Поначалу священники и каноники пытались помогать ему. Они предлагали поселить его в монастыре. Но Зейделю не хотелось быть монахом. Он хотел спать в одиночестве у себя на чердаке и носить на шее свой мешочек с деньгами. И преклонять колени перед алтарем он не слишком любил. Изредка ученики духовной семинарии останавливались потолковать с ним на ученые темы. Но вскоре его все позабыли. Зейдель нанял старуху, отводившую его по утрам к церкви, а по вечерам домой. Она же приносила ему каждый день горшок каши. Сердобольные христиане подавали ему милостыню. Он сумел даже скопить немного денег, и мешочек у него на груди опять потяжелел. Другие нищие насмехались над Зейделем, но он никогда не отвечал им. Долгими часами он стоял на коленях на паперти собора, с непокрытой головой, с закрытыми глазами, в застегнутой до подбородка черной рясе. Губы его непрерывно тряслись и что-то бормотали. Прохожие думали, что он молится христианским святым, а на самом деле он тихо повторял про себя Гемару, Мишну [100] Мишна — основополагающая часть Талмуда.
и Псалмы. Христианскую теологию он забыл так же быстро, как изучил ее; в памяти осталось лишь усвоенное в ранней юности. Рядом гомонила улица: но мостовой грохотали телеги, ржали лошади, кучера кричали хриплыми голосами и хлопали кнутами, смеялись и взвизгивали девушки, плакали дети, ссорились женщины, осыпая друг друга руганью и непристойностями. Время от времени Зейдель задремывал, свесив голову на грудь. Никаких земных желаний у него больше не было, только жажда постижения истины по-прежнему томила его. Существует ли Создатель, или в мире нет ничего, кроме атомов и их комбинаций? Существует ли душа, или любая мысль есть лишь продукт работы мозга? Настанет ли День последнего суда? Есть ли Мировая Субстанция, или все сущее лишь плод воображения? Его палило солнце, кропил дождь, но Зейдель ничего не замечал. Теперь, когда он утратил свою единственную страсть — честолюбие, ничего материальное не имело для него значения. Изредка он спрашивал себя: неужели это я, Зейдель, ученейший средь мужей? Неужели реб Сандер, глава общины, был мой отец? Правда ли, что я был когда-то женат? Остался ли на свете хоть один человек, знавший меня? Зейделю казалось, что это все неправда. Ничего этого никогда не было, а раз так, все сущее — только одна огромная иллюзия.

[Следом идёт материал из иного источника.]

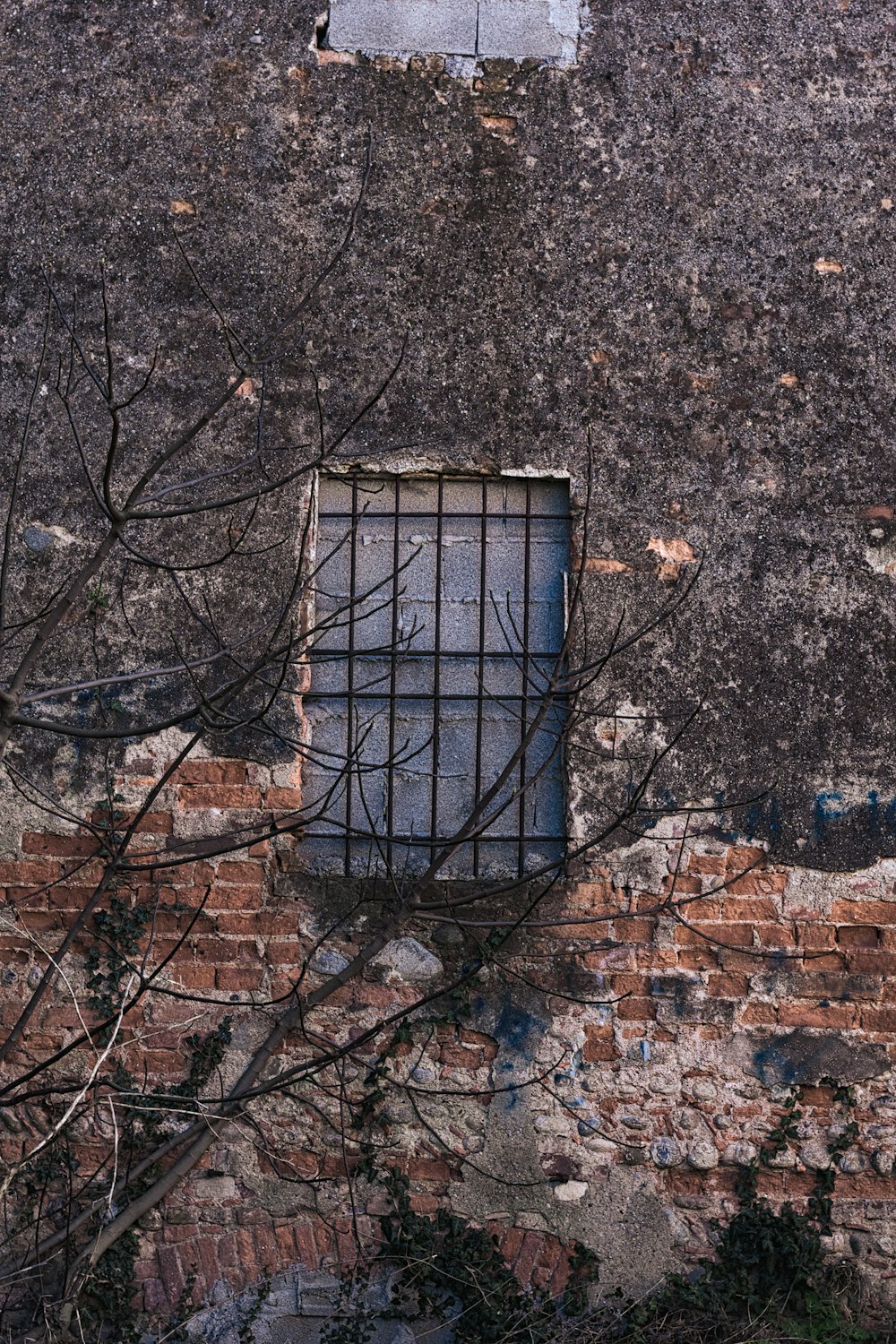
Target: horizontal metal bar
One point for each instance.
(425, 841)
(477, 513)
(426, 695)
(430, 653)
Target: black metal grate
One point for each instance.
(443, 599)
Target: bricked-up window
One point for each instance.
(452, 599)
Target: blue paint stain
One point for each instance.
(826, 811)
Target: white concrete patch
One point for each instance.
(571, 1191)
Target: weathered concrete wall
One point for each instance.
(683, 242)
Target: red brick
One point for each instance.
(727, 986)
(712, 865)
(745, 857)
(284, 800)
(29, 873)
(306, 1247)
(211, 771)
(635, 1010)
(35, 841)
(871, 962)
(236, 980)
(528, 1255)
(759, 1015)
(478, 1038)
(758, 884)
(236, 898)
(882, 1019)
(864, 911)
(241, 873)
(815, 935)
(810, 1015)
(748, 909)
(857, 935)
(427, 1168)
(461, 1056)
(727, 935)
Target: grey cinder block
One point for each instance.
(517, 29)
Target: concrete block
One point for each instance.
(528, 29)
(403, 26)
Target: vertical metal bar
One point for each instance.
(437, 672)
(349, 676)
(524, 660)
(481, 666)
(390, 763)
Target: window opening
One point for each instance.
(440, 602)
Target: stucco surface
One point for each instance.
(630, 245)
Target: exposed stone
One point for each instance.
(702, 1155)
(883, 1160)
(406, 959)
(571, 1191)
(667, 1150)
(328, 962)
(814, 1156)
(740, 1155)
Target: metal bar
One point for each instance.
(425, 841)
(349, 669)
(512, 696)
(477, 776)
(390, 762)
(524, 723)
(437, 676)
(410, 513)
(430, 653)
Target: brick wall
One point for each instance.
(702, 1012)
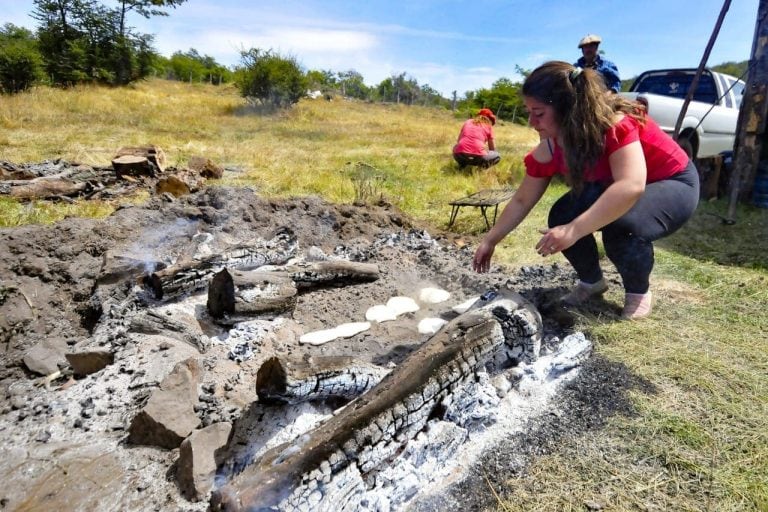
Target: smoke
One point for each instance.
(157, 246)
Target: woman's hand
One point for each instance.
(481, 262)
(556, 239)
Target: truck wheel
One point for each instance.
(685, 141)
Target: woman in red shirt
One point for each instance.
(475, 134)
(628, 179)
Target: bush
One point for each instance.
(271, 79)
(20, 61)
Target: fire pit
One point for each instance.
(178, 351)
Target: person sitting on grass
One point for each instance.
(628, 179)
(475, 135)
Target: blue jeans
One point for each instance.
(662, 209)
(486, 160)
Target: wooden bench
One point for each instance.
(483, 199)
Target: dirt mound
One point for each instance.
(62, 285)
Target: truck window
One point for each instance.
(737, 91)
(677, 85)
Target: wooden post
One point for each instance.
(751, 144)
(700, 70)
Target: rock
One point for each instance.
(169, 416)
(87, 362)
(197, 460)
(44, 358)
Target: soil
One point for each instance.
(63, 435)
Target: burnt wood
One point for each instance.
(318, 378)
(191, 275)
(234, 296)
(322, 469)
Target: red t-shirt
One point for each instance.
(663, 156)
(472, 138)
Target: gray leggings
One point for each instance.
(662, 209)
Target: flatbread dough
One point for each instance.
(352, 328)
(340, 331)
(319, 337)
(464, 306)
(433, 295)
(431, 325)
(380, 313)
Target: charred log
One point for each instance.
(131, 165)
(318, 378)
(151, 322)
(179, 184)
(192, 275)
(327, 468)
(234, 296)
(334, 273)
(46, 189)
(152, 154)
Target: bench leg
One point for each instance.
(454, 213)
(485, 216)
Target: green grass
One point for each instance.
(699, 443)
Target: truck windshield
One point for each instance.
(677, 85)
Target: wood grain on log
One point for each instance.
(235, 296)
(151, 322)
(313, 470)
(152, 153)
(130, 165)
(191, 275)
(45, 189)
(318, 378)
(332, 272)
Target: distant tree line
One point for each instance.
(83, 41)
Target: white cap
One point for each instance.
(589, 38)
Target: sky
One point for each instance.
(450, 45)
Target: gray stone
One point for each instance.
(197, 460)
(87, 362)
(169, 416)
(44, 359)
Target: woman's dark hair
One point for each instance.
(584, 110)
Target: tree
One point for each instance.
(504, 98)
(270, 78)
(20, 60)
(125, 59)
(60, 40)
(85, 41)
(145, 8)
(352, 85)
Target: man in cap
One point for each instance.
(592, 59)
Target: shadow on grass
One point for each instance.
(707, 237)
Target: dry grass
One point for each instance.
(700, 443)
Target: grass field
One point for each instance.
(700, 442)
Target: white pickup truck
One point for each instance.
(709, 125)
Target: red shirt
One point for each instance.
(663, 156)
(472, 138)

Однажды утром старуха пришла к Зейделю на чердак, чтобы отвести его на паперть, и обнаружила, что он заболел. Дождавшись, пока больной задремал, она украдкой срезала у него мешочек с деньгами и ушла. Даже в полузабытьи Зейдель чувствовал, что его грабят, но ему было все равно. — Голова его лежала на соломенной подушке, как камень. Ступни ломило, болели все суставы. Изможденное и обескровленное тело пылало жаром. Зейдель заснул, проснулся, снова задремал; затем очнулся вдруг, как от толчка, не понимая, день сейчас на улице или ночь. До него доносились голоса, вопли, грохот копыт и звон колокольчиков. Ему почудилось, что где-то совершается большое языческое празднество — с трубами и барабанами, при факелах и с дикими зверями, с похотливыми танцами и жертвоприношениями идолам. "Где я?", — спросил он сам себя. Но не мог припомнить города, забыл даже, что он живет в Польше. Ему казалось, что он в Афинах, или в Риме, или, быть может, в Карфагене. "В каком же веке я живу?" — гадал он. Его горячечному воображению рисовались времена задолго до начала христианской эры. Вскоре Зейдель устал думать. В сознании оставался лишь один смущавший его вопрос: неужели эпикурейцы были правы? Неужели я умираю, не познав откровения? Неужели я вот-вот угасну навеки и без следа?